The radius of a cylinder is increasing at the rate of 5 cm/min so that its volume is constant. When its radius is 5 cm and height is 3 cm the rate of decreasing of its height is:

• A. \( 6 \text{ cm/min} \)
• B. \( 3 \text{ cm/min} \)
• C. \( 4 \text{ cm/min} \)
• D. \( 5 \text{ cm/min} \)
• E. \( 2 \text{ cm/min} \)

Hint:

In related rates, a negative derivative signifies a decrease. When the question asks for the "rate of decreasing," provide the absolute value.

Answer 1

The Correct Option is A

Concept: The volume of a cylinder is \( V = \pi r^2 h \). If the volume is constant, its derivative with respect to time \( t \) is zero (\( \frac{dV}{dt} = 0 \)). This is a related rates problem.

Step 1: Differentiate the volume formula with respect to \( t \).
\[ V = \pi r^2 h \] Using the product rule: \[ \frac{dV}{dt} = \pi \left( 2rh \frac{dr}{dt} + r^2 \frac{dh}{dt} \right) \]
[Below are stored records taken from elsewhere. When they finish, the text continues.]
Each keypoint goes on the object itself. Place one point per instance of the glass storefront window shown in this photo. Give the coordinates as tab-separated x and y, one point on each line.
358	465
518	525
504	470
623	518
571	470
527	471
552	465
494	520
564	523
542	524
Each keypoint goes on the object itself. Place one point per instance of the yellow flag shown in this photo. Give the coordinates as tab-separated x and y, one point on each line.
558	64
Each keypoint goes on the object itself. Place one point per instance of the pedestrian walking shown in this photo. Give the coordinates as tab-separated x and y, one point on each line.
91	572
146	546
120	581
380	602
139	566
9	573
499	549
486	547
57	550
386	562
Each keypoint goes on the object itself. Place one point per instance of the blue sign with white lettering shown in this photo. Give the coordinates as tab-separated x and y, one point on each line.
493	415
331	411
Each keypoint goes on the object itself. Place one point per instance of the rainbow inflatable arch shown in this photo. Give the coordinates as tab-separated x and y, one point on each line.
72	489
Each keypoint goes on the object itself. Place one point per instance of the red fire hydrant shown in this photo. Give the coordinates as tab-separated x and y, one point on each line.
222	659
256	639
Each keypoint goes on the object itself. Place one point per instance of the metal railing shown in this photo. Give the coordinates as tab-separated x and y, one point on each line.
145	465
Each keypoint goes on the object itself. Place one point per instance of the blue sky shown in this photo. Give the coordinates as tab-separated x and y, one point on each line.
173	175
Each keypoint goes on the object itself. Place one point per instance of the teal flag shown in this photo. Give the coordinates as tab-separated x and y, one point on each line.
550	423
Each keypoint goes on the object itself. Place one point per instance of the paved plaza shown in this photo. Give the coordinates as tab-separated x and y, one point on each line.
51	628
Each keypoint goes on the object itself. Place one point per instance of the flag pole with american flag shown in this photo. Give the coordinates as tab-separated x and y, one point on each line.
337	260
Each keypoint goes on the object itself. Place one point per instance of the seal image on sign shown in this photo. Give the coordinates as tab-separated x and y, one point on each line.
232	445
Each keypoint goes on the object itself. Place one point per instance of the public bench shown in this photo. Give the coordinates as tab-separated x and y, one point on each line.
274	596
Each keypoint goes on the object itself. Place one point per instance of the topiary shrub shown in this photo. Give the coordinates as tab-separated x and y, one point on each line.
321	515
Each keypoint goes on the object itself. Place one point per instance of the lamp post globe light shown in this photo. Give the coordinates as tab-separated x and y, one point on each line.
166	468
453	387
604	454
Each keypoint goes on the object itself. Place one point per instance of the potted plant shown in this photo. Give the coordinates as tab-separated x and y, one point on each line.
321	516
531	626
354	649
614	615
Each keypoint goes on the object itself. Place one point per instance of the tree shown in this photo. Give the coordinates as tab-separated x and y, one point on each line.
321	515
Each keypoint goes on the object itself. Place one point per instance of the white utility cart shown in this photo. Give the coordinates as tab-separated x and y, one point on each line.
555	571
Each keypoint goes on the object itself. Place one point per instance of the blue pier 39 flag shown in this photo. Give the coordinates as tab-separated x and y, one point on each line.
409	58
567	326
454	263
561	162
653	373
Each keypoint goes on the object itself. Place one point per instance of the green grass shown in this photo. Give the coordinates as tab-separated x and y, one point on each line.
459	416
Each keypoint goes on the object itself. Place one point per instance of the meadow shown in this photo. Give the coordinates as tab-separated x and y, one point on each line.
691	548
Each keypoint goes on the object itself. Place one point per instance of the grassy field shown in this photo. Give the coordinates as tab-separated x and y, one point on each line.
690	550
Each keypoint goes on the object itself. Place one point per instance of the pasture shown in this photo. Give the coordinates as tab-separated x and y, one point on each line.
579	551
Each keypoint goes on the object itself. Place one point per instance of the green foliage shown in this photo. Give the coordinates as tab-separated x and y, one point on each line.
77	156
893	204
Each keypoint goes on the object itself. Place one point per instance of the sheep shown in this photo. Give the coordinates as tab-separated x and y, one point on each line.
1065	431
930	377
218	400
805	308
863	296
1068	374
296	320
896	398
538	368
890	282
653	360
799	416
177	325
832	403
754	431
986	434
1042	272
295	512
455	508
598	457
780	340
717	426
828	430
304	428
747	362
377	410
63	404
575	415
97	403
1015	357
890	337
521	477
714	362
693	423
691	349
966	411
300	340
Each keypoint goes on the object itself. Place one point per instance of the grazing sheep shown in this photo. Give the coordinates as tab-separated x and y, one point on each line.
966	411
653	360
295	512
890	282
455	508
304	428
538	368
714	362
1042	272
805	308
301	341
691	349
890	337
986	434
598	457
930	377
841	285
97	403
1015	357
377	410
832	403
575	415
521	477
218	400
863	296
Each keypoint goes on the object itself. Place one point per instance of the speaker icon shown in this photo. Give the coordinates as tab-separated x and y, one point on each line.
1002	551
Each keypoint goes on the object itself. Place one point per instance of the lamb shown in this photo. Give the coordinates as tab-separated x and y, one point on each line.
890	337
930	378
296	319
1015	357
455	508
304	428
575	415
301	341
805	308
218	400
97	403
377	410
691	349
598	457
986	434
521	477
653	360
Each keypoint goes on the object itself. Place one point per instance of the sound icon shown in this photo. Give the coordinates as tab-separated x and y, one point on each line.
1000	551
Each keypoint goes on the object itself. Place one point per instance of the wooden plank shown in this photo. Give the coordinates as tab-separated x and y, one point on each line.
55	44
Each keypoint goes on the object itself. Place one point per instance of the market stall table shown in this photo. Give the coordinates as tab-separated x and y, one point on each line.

Step 2: Substitute the known values.
Given: \( \frac{dV}{dt} = 0 \), \( \frac{dr}{dt} = 5 \), \( r = 5 \), and \( h = 3 \). \[ 0 = \pi \left( 2(5)(3)(5) + (5)^2 \frac{dh}{dt} \right) \] \[ 0 = 150 + 25 \frac{dh}{dt} \]

Step 3: Solve for the rate of change of height.
\[ 25 \frac{dh}{dt} = -150 \] \[ \frac{dh}{dt} = -6 \text{ cm/min} \] The rate of decreasing of height is \( 6 \text{ cm/min} \).